La izquierda está contrarrestando estas propuestas, pero solo dentro del marco ortodoxo. El ex canciller en la sombra, John McDonnell, por ejemplo, acepta que es necesario pagar el déficit, pero que su costo debe ser asumido por los más ricos, como parte de una reducción general de la desigualdad. Esto solo busca redirigir la austeridad, en lugar de rechazarla como innecesaria.

Al unir su demanda de mejores servicios públicos con su deseo de abordar la desigualdad, la izquierda corre el riesgo de fallar en ambos objetivos. Thatcher promovió la idea de que el gobierno no tenía dinero propio para hacer que el gasto público dependiera del consentimiento de los ricos. Si el gobierno depende de los impuestos para obtener ingresos, debe asegurarse de que quienes pagan los impuestos más altos no se asusten por las demandas que se les imponen. Esto crea una restricción política al gasto —que la izquierda reiteradamente no logra superar.

La verdadera respuesta a la pregunta “¿quién pagará por la crisis COVID-19?” es: el gobierno. El gobierno no puede quedarse sin dinero; pero los individuos sí. Como ya hemos visto, la única restricción al gasto público es la disponibilidad de recursos reales (mano de obra, materias primas, etc.).
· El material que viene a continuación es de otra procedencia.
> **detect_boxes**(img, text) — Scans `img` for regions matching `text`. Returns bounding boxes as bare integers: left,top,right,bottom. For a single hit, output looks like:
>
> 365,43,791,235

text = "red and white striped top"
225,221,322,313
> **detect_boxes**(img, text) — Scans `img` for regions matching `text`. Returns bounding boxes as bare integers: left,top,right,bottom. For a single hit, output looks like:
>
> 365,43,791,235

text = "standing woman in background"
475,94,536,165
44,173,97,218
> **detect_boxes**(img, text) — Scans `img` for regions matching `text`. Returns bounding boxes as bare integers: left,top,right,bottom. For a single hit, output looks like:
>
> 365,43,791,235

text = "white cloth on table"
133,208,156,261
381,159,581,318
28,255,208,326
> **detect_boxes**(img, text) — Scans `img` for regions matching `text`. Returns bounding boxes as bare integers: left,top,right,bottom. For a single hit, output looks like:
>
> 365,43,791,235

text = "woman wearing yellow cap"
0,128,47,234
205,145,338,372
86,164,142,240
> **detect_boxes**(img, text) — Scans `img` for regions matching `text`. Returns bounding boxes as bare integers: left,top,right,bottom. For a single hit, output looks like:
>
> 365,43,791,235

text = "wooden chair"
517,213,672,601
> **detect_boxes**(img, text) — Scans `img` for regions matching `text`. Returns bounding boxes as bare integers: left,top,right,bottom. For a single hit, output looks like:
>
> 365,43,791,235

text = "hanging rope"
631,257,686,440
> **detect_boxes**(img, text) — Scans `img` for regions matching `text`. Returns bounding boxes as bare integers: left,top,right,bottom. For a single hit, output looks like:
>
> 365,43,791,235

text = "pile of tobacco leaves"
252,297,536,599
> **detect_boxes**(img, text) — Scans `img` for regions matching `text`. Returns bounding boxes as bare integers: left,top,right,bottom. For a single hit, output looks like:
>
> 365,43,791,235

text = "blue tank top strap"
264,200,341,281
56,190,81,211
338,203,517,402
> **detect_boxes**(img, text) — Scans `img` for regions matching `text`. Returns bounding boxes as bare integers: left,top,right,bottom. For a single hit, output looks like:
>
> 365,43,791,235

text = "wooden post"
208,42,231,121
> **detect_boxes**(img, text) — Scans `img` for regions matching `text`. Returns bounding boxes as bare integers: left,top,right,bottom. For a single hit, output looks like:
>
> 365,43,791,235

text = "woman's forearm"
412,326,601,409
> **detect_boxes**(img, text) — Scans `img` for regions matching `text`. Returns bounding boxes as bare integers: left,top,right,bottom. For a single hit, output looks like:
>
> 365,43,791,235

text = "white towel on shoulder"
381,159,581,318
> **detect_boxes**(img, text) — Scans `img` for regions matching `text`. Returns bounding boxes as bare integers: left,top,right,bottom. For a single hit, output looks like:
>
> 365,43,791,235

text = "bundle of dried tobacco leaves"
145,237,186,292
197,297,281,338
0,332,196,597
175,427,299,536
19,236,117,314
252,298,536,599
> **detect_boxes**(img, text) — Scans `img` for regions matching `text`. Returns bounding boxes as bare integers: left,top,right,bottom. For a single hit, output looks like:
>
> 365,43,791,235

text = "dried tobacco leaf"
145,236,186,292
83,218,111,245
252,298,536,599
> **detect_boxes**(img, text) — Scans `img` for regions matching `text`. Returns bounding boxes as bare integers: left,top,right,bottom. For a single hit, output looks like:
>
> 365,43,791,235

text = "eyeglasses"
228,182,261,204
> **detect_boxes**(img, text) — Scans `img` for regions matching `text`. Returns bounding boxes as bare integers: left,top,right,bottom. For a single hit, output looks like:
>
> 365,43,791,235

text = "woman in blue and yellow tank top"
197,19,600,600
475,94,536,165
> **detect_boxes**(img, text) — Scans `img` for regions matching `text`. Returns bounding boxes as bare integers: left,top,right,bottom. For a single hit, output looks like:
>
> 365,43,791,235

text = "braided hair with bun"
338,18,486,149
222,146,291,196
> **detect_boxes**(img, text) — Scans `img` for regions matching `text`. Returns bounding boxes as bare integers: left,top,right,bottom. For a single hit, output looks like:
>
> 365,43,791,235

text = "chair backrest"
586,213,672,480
El gasto insuficiente de antaño ahora significa que el gobierno está pagando un precio mayor por bienes esenciales, puesto que hay otros compitiendo por los suministros. Además, si el confinamiento continúa, podría darse la escasez de bienes ya que las industrias clave carecen de los trabajadores necesarios para producirlos y distribuirlos. Esto podría crear presiones inflacionarias, al superar oferta a la demanda.

Sin embargo, esto no significa que el gobierno deba restringir la oferta o el uso de dinero para evitar la inflación o reducir la deuda pública. Más bien, significa que cómo gaste el gobierno es vital. Debe centrarse en garantizar que los bienes y servicios se sigan produciendo y distribuyendo de manera segura a donde sean más necesarios, creando empleos y movilizando recursos para lograr la seguridad de su población. Un gasto público bien dirigido podría conducir a una reducción de la desigualdad, una fuerza laboral más saludable y cadenas de suministro más eficientes y seguras, ahora y en el futuro. Mientras tanto, la política fiscal debe estar dirigida a abordar la desigualdad y evitar que los ricos acaparen los escasos recursos reales a expensas de los pobres. La política fiscal debe consistir en equilibrar la asignación de los recursos reales, no los financieros.

El riesgo de no reconocer esta realidad es que los costes de la crisis COVID-19 serán soportados por quienes ya están castigados por la renuencia de la clase política a utilizar la capacidad fiscal del estado para proteger a sus ciudadanos. De hecho, la mayoría de los costos reales de la crisis ya están siendo pagados por algunos de los más pobres de la sociedad, incluidos aquellas personas ya sacrificadas por la innecesaria austeridad fiscal durante décadas: los ancianos y los enfermos; personal del sector público mal pagado; personas con contratos laborales precarios; quienes viven en moradas angostas debido a alquileres inasequibles.

Un verdadero reconocimiento de estos costes como innecesarios también nos permitiría cambiar la forma en que organizamos nuestra economía de manera permanente. Hemos descubierto que dependemos de industrias y trabajadores que, hasta hace poco, infravalorábamos; nos hemos dado cuenta de que podemos vivir sin algunas de las profesiones mejor pagadas. En lugar de confiar a las fuerzas del mercado que realicen este juicio de valor por nosotros, podemos optar por proteger a las industrias que son esenciales y desmantelar las que son derrochadoras o incluso destructivas. Pero solo podremos hacerlo cuando comprendamos que los costos se miden por resultados humanos reales y no con dígitos inagotables en la pantalla de una computadora.